Science Inventory

Evaluation of Maternal, Embryo, and Placental Effects in CD-1 Mice following Gestational Exposure to Perfluorooctanoic Acid (PFOA) or Hexafluoropropylene Oxide Dimer Acid (HFPO-DA or GenX)

Citation:

Blake, B., H. Cope, S. Hall, R. Keys, B. Mahler, J. McCord, B. Scott, H. Stapleton, M. Strynar, S. Elmore, AND S. Fenton. Evaluation of Maternal, Embryo, and Placental Effects in CD-1 Mice following Gestational Exposure to Perfluorooctanoic Acid (PFOA) or Hexafluoropropylene Oxide Dimer Acid (HFPO-DA or GenX). ENVIRONMENTAL HEALTH PERSPECTIVES. National Institute of Environmental Health Sciences (NIEHS), Research Triangle Park, NC, 128(2):27006, (2020). https://doi.org/10.1289/EHP6233

Impact/Purpose:

Perfluorooctanoic acid (PFOA) is a perfluoroalkyl substance (PFAS) associated with adverse pregnancy outcomes in mice and humans, but little is known regarding one of its replacements, hexafluoropropylene oxide dimer acid (HFPO-DA, referred to here as GenX), both of which have been reported as a contaminant in community drinking water systems in the US and Europe. This work aimed to compare the toxicity of PFOA and GenX in pregnant mice and their developing embryo-placental units by repeated dosing of pregnant CD-1 mice and measurement of various developmental endpoints. Exposure to GenX and PFOA was found to have similar, significant effects on several developmental processes, as measured by the chosen endpoints, but the mechanism of toxicity towards the embryo:placental unit differs for GenX and PFOA. Mechanisms of toxicity and the toxicological effects of the emerging chemical GenX are of significant concern to partners performing risk/toxicological assessment of replacement PFAS compounds.

Description:

Background: Perfluorooctanoic acid (PFOA) is a poly- and perfluoroalkyl substance (PFAS) associated with adverse pregnancy outcomes in mice and humans, but little is known regarding one of its replacements, hexafluoropropylene oxide dimer acid (HFPO-DA, referred to here as GenX), both of which have been reported as contaminants in drinking water. Objectives: We compared the toxicity of PFOA and GenX in pregnant mice and their developing embryo–placenta units, with a specific focus on the placenta as a hypothesized target. Methods: Pregnant CD-1 mice were exposed daily to PFOA (0, 1, or 5mg/kg) or GenX (0, 2, or 10mg/kg) via oral gavage from embryonic day (E) 1.5 to 11.5 or 17.5 to evaluate exposure effects on the dam and embryo–placenta unit. Gestational weight gain (GWG), maternal clinical chemistry, maternal liver histopathology, placental histopathology, embryo weight, placental weight, internal chemical dosimetry, and placental thyroid hormone levels were determined.

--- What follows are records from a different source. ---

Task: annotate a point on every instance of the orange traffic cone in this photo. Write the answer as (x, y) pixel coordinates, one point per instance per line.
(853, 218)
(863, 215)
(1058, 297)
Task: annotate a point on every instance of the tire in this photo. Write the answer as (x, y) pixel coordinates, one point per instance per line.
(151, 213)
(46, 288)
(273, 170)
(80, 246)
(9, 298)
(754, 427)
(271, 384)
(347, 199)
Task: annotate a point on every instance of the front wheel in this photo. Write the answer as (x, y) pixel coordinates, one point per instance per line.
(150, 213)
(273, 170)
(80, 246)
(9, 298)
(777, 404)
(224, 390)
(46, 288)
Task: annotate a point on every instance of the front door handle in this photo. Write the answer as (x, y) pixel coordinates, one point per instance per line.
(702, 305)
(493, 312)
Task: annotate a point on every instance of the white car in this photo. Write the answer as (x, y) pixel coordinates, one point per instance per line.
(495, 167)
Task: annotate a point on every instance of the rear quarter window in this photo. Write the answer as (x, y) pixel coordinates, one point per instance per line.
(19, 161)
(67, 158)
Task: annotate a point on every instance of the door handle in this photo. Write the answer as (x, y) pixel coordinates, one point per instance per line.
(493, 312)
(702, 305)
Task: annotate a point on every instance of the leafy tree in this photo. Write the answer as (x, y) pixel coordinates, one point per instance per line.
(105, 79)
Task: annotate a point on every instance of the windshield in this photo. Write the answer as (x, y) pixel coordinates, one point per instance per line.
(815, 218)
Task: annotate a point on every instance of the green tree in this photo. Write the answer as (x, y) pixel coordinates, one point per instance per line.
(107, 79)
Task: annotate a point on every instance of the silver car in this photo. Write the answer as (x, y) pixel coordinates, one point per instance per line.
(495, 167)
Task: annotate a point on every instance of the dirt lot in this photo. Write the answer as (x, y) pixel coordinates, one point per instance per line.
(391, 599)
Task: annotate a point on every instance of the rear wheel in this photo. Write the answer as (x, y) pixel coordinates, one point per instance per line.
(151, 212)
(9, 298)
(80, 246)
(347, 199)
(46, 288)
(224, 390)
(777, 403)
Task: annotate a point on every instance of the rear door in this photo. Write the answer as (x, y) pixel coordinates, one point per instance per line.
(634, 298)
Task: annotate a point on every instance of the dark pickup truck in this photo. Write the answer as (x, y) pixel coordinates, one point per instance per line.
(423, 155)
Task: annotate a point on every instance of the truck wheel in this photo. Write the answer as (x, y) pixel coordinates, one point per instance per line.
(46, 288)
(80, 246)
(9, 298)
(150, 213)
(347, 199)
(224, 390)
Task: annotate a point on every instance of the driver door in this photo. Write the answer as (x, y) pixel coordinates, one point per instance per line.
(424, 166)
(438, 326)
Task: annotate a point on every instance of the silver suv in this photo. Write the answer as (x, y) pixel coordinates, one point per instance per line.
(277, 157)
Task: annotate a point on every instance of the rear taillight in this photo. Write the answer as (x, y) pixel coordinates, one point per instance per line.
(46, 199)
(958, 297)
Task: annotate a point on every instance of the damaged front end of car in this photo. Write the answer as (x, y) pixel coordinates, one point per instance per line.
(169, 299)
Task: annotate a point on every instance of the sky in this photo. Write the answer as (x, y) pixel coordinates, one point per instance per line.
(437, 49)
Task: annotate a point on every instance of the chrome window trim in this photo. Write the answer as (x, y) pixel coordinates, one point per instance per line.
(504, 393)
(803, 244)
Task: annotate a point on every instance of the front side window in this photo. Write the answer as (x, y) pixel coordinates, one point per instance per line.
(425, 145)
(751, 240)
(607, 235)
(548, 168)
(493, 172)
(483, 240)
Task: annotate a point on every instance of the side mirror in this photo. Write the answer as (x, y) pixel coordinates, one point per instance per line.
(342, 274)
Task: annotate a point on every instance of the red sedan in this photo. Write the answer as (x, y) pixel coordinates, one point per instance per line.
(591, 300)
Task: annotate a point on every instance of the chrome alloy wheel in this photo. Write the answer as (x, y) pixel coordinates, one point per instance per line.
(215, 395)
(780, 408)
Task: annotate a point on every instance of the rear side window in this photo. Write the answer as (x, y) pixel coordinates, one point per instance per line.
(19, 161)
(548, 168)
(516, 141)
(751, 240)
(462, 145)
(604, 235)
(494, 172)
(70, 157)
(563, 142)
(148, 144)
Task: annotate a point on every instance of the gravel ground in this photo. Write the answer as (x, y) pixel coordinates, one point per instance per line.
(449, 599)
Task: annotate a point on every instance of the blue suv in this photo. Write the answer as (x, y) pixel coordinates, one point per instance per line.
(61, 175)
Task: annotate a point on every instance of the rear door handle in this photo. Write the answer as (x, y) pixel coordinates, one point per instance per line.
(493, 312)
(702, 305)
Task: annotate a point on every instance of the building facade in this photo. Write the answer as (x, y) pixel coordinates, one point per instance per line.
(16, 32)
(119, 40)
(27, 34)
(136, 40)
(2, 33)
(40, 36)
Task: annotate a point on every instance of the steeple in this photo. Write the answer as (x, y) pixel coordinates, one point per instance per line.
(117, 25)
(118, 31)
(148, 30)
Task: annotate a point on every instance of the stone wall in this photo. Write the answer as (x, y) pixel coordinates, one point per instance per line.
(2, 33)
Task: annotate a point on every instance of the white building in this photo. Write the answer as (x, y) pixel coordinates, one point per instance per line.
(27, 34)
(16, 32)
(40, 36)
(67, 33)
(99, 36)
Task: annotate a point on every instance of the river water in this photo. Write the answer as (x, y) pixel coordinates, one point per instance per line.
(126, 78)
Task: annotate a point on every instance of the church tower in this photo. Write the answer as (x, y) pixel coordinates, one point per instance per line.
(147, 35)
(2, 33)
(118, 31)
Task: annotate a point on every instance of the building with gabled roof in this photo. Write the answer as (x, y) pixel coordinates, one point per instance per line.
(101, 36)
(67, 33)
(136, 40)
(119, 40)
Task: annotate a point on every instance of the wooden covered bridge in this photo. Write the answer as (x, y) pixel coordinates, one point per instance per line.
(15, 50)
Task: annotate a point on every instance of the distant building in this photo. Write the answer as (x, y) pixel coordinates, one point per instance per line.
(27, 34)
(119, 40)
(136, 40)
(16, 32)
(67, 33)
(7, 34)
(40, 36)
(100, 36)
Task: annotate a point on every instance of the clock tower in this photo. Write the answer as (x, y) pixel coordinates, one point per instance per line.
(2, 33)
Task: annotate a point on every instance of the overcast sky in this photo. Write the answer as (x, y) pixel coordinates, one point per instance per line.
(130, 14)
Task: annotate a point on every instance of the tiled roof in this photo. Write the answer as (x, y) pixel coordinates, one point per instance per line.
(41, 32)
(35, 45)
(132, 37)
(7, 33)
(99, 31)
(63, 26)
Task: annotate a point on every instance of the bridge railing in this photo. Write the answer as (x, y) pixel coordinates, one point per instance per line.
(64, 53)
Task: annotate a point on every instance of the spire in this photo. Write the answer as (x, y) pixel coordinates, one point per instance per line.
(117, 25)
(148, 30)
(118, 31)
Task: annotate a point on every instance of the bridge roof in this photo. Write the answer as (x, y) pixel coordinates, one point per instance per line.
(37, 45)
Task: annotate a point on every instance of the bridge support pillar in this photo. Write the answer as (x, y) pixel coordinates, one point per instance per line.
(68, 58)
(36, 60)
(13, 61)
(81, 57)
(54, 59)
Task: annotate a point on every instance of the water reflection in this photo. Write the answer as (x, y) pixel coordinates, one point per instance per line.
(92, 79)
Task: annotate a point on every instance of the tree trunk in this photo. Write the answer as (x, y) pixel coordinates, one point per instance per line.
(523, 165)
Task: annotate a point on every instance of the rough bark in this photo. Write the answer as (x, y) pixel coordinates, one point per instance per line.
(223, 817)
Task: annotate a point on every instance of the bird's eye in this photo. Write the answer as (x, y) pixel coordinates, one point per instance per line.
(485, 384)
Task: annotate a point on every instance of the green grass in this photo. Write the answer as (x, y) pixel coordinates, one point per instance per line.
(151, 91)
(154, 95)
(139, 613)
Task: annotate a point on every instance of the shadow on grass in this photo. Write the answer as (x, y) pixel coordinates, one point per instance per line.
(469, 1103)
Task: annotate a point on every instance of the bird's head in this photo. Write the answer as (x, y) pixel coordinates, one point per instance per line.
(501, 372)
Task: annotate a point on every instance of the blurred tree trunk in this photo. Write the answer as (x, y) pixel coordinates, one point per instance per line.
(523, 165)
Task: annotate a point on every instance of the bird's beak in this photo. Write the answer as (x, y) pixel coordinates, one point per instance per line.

Results: Exposure to GenX or PFOA resulted in increased GWG, with increase in weight most prominent and of shortest latency with 10mg/kg/d GenX exposure. Embryo weight was significantly lower after exposure to 5mg/kg/d PFOA (9.4% decrease relative to controls). Effect sizes were similar for higher doses (5mg/kg/d PFOA and 10mg/kg/d GenX) and lower doses (1mg/kg/d PFOA and 2mg/kg/d GenX), including higher maternal liver weights, changes in liver histopathology, higher placental weights and embryo–placenta weight ratios, and greater incidence of placental abnormalities relative to controls. Histopathological features in placentas suggested that PFOA and GenX may exhibit divergent mechanisms of toxicity in the embryo–placenta unit, whereas PFOA- and GenX-exposed livers shared a similar constellation of adverse pathological features. Conclusions: Gestational exposure to GenX recapitulated many documented effects of PFOA in CD-1 mice, regardless of its much shorter reported half-life; however, adverse effects toward the placenta appear to have compound-specific signatures.